Als wichtigste Voraussetzung zur Bewältigung von Essstörungen, die mit Zahnverfall, Hormonstörungen bis zum Ausbleiben der Menstruation, trockener Haut, Haarausfall, Herzrhythmusstörungen, Nierenschäden oder Magenblutungen einhergehen können, nennt Mieck den Entschluss der Frauen und Mädchen, Hilfe von außen zu suchen. Psychotherapeutische Behandlung in Einzel- oder Gruppentherapie oder während eines stationären Klinikaufenthaltes: "Es hat wenig Sinn, Betroffene zu einem solchen Schritt zu drängen. Doch kann ein Gespräch, in dem alle Möglichkeiten aufgezeigt werden, diese dazu bewegen, professionelle Unterstützung zuzulassen."
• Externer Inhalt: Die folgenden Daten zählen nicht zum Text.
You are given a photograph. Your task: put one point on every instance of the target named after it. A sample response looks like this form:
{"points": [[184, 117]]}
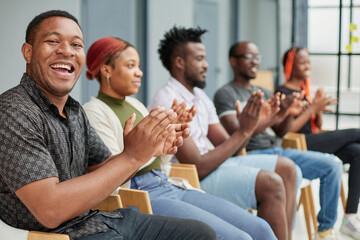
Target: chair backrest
{"points": [[186, 171], [264, 79], [8, 232], [136, 198], [294, 140]]}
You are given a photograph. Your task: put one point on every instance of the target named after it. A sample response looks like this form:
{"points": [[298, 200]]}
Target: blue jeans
{"points": [[137, 225], [228, 220], [314, 165], [345, 144]]}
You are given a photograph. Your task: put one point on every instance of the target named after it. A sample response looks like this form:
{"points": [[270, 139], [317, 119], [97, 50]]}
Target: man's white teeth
{"points": [[67, 67]]}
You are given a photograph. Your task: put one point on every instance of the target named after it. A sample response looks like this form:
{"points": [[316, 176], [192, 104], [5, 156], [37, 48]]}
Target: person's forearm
{"points": [[283, 127], [300, 121]]}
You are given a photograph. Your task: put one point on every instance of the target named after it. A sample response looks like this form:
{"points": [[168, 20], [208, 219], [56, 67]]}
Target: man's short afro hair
{"points": [[33, 26], [174, 38]]}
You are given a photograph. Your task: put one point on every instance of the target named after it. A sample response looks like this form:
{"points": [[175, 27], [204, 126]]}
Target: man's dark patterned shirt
{"points": [[36, 142]]}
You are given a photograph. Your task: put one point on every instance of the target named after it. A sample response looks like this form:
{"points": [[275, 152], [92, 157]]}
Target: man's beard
{"points": [[193, 81]]}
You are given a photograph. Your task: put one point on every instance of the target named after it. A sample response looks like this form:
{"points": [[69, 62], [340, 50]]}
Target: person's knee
{"points": [[336, 167], [265, 229], [200, 230], [269, 186], [287, 169]]}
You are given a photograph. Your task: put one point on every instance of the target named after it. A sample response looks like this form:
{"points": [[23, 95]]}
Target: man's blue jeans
{"points": [[136, 225], [314, 165], [227, 219]]}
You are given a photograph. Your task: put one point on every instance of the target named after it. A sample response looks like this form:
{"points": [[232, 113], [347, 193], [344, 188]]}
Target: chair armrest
{"points": [[136, 198], [186, 171], [111, 203], [294, 140], [34, 235], [243, 152]]}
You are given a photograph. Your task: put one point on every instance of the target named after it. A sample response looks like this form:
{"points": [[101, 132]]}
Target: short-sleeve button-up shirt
{"points": [[36, 142]]}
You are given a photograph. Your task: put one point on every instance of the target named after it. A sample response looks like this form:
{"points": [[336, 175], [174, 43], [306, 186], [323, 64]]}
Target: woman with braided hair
{"points": [[343, 143]]}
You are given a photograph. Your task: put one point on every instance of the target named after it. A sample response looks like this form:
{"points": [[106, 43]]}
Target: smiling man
{"points": [[53, 166]]}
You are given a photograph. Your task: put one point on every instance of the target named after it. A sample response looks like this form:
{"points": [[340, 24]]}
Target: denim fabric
{"points": [[228, 220], [345, 144], [136, 225], [314, 165], [235, 178]]}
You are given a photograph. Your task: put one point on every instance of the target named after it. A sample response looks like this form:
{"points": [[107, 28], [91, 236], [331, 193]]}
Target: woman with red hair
{"points": [[343, 143], [115, 64]]}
In den Cinderella-Selbsthilfegruppen treffen sich Frauen mit Essstörungen einmal pro Woche an einem festen Abend für zwei Stunden. Es ist weniger das konkrete Essverhalten, das dabei im Vordergrund steht. Hier geht es darum, Klarheit und Selbstakzeptanz zu finden, lernen, Nein zu sagen, sich abzugrenzen, Gefühle zuzulassen, mit anderen Worten, für sich selbst zu sorgen und dabei auch Kritik auszuhalten. Mieck: "Das Wissen, sich über Schwierigkeiten mit Freundinnen im Geiste austauschen zu können und Verständnis zu finden, ist für viele Frauen und Mädchen der erste Schritt aus der Heimlichkeit und Isolation sowie zur Lösung ihrer Probleme."
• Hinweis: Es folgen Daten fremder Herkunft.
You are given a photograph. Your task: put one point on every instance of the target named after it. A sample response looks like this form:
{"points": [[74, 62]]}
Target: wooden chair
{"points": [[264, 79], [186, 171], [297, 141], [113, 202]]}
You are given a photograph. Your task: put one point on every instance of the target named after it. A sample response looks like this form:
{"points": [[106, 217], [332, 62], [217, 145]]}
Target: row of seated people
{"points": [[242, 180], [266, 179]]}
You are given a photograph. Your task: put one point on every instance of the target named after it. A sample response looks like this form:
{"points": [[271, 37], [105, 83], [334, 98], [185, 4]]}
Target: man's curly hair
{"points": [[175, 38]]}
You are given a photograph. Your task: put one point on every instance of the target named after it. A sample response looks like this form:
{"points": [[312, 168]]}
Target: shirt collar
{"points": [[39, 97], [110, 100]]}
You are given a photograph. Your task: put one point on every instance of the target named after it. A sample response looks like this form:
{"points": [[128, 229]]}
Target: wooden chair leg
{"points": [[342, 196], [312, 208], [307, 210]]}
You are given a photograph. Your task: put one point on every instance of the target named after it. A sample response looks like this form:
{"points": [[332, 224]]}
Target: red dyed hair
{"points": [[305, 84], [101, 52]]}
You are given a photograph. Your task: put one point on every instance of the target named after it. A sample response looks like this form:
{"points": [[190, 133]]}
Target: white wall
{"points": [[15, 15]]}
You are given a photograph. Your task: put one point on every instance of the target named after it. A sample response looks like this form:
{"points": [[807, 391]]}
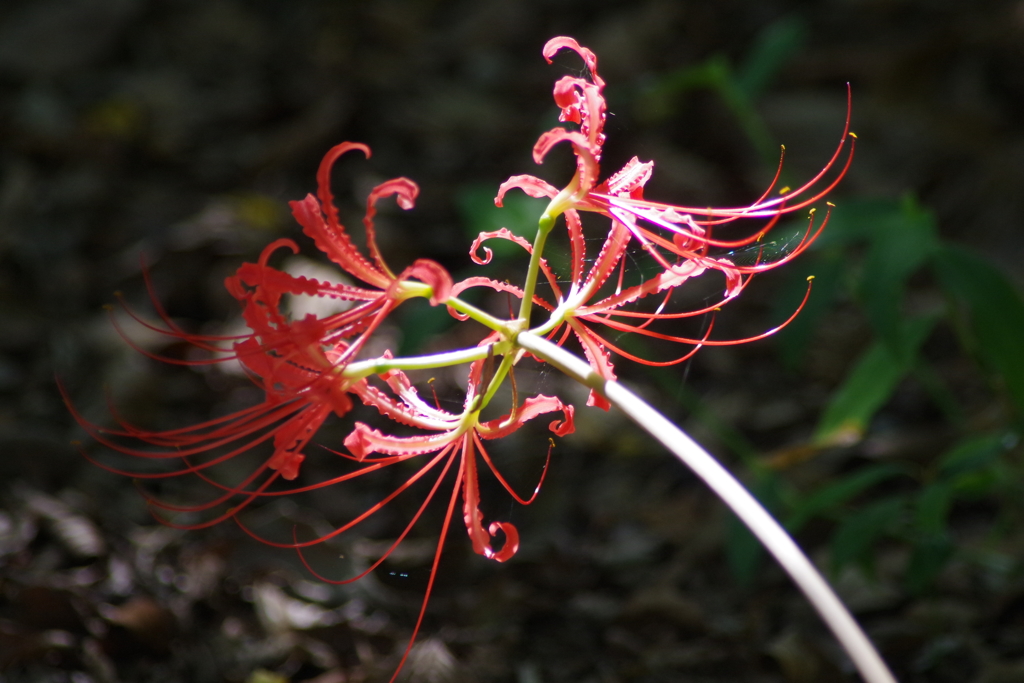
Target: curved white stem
{"points": [[764, 526]]}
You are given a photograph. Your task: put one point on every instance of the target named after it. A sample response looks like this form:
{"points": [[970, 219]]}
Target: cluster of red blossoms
{"points": [[313, 367]]}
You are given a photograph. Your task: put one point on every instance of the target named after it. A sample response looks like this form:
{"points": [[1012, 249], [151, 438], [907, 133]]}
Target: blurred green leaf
{"points": [[931, 547], [900, 243], [858, 532], [834, 496], [827, 268], [519, 214], [866, 389], [420, 323], [995, 313], [928, 557], [973, 454], [773, 47]]}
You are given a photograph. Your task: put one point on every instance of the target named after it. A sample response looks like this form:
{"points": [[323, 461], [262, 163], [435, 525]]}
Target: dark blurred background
{"points": [[882, 428]]}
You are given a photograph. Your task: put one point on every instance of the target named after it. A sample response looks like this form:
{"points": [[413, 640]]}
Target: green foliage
{"points": [[993, 310], [870, 254]]}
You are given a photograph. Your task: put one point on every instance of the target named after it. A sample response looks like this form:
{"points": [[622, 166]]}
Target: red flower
{"points": [[298, 364], [678, 239]]}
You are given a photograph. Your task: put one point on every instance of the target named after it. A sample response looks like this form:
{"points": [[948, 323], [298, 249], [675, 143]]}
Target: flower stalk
{"points": [[311, 368]]}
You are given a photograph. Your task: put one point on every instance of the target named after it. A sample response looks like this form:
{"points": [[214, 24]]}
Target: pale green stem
{"points": [[380, 366], [480, 316], [532, 271], [764, 526]]}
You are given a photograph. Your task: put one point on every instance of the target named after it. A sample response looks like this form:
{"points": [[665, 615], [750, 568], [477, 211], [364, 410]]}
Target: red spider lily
{"points": [[451, 436], [298, 364], [683, 253]]}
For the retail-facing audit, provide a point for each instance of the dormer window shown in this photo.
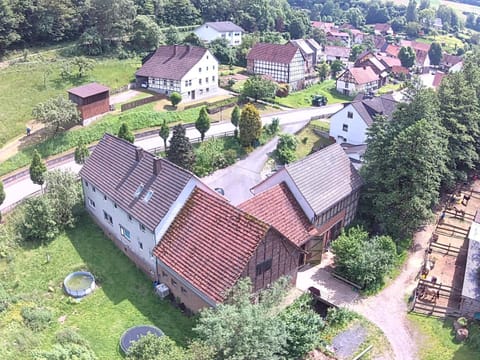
(138, 191)
(148, 196)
Spiegelblick, Brücke, Boje, Dick- und Dünn, Ess-O-Ess: Wie "Cinderella" in München bieten zahlreiche Beratungsstellen und Selbsthilfegruppen in ganz Deutschland Informationen zur Bewältigung der mit Essstörungen verbundenen seelischen, körperlichen und gesundheitlichen Probleme. Über Behandlungs- oder Selbsthilfekontaktstellen sowie Kliniken oder Therapeuten in der näheren Umgebung kann man sich hier erkundigen - Cinderella führt ein bundesweites Adressenverzeichnis.